Altered Ca_v2.1 subunit expression in PV/CB^−/− Purkinje neurons. A: control experiment in which cerebellar tissue or pools of 5–10 Purkinje neurons from WT or PV/CB^−/− mice were subjected to polymerase chain reaction (PCR) with primers specific for calbindin D-28k (Calb1, CB), calretinin (Calb2, CR), or GAPDH. B: representative experiment showing amplification of all 4 β subunits in WT Purkinje neurons (n = 5) and the absence of β₂ in PV/CB^−/− neurons (n = 5).
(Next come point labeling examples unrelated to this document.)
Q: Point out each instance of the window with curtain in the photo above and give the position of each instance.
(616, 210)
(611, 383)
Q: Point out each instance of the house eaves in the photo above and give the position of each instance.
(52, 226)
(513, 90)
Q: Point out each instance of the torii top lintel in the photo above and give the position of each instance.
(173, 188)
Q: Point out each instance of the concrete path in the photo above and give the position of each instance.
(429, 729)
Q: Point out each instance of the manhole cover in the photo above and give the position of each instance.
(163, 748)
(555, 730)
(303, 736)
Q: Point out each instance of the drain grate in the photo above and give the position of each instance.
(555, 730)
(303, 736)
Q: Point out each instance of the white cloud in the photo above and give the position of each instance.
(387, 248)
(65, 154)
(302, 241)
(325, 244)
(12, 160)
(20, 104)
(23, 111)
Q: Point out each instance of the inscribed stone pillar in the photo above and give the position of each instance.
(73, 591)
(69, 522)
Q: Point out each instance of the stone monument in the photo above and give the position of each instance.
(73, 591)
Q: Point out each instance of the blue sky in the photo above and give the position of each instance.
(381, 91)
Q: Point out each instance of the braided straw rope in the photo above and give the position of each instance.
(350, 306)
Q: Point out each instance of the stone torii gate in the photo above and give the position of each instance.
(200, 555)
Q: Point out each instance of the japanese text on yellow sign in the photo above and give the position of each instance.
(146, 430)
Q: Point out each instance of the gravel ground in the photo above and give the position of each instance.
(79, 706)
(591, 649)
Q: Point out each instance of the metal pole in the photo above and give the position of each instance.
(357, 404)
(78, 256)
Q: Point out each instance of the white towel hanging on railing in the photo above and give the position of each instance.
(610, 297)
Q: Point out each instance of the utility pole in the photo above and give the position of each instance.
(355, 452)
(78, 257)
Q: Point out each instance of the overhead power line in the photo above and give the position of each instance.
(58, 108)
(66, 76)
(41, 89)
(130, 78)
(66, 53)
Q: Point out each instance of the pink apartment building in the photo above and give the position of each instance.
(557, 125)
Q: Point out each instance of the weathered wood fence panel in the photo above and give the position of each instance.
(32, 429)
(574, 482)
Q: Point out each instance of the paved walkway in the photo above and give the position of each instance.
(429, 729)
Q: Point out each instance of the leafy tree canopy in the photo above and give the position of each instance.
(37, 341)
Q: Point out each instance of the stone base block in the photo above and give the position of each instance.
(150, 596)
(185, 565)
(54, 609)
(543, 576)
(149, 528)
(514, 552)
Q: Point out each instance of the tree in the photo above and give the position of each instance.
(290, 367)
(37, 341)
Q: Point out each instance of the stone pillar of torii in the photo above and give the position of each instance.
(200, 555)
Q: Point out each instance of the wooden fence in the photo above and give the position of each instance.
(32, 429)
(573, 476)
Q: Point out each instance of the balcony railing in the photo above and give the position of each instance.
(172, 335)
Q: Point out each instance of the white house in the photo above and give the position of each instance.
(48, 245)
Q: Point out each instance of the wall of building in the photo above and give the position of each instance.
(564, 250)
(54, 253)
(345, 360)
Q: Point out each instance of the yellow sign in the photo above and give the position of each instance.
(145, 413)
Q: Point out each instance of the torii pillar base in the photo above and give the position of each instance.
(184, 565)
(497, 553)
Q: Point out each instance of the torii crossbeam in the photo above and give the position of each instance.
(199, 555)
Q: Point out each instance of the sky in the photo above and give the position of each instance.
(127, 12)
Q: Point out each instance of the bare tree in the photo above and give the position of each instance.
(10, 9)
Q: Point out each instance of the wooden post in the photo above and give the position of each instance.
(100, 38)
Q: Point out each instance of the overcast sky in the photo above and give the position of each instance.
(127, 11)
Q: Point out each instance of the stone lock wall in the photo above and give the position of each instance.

C: PCR analysis of Ca_vβ subunits (β₁–β₄) in cerebellar tissue from WT and PV/CB^−/− mice. D: average results indicating percentage of individual neurons in WT and PV/CB^−/− mice in which β₂ was detected (left). Parentheses indicate numbers of cells. *P < 0.05 by t-test. Right: results from quantitative PCR from 5 to 10 Purkinje neurons using β_2a-specific primers. Relative levels of β_2a in WT and PV^−/− neurons were determined as described in methods. Shown are averaged results from 5 independent experiments. GAPDH, glyceraldehyde-3-phosphate dehydrogenase.

Fig. 8.

No differences in spontaneous APs in WT and PV/CB^−/− Purkinje neurons. Spontaneous APs were recorded from (A) WT and (B) PV/CB^−/− neurons in current clamp without injected current. C: average AP waveform for WT (black trace, n = 11) and PV/CB^−/− (gray trace, n = 10) neurons. For each neuron, averages are from all APs recorded in 10 consecutive sweeps of 500-ms duration. D–G: parameters for spontaneous APs in WT (circles) and PV/CB^−/− (squares) neurons. Afterhyperpolarization (AHP) amplitude (D) was determined as the difference between the membrane potential measured 5 ms before the AP peak (double arrows in C) and the minimum membrane potential after the AP peak (single arrow in C). AP half-width (E) represents the duration of the AP at half-maximal amplitude from the threshold membrane potential. AP threshold (F) was measured at 5–15% of the tangential slope of the threshold depolarization. Mean interspike interval (ISI, G) is the average duration between peaks of the APs. Each symbol represents averaged data recorded as in A from one Purkinje neuron. Population averages are indicated with filled symbol (±SE).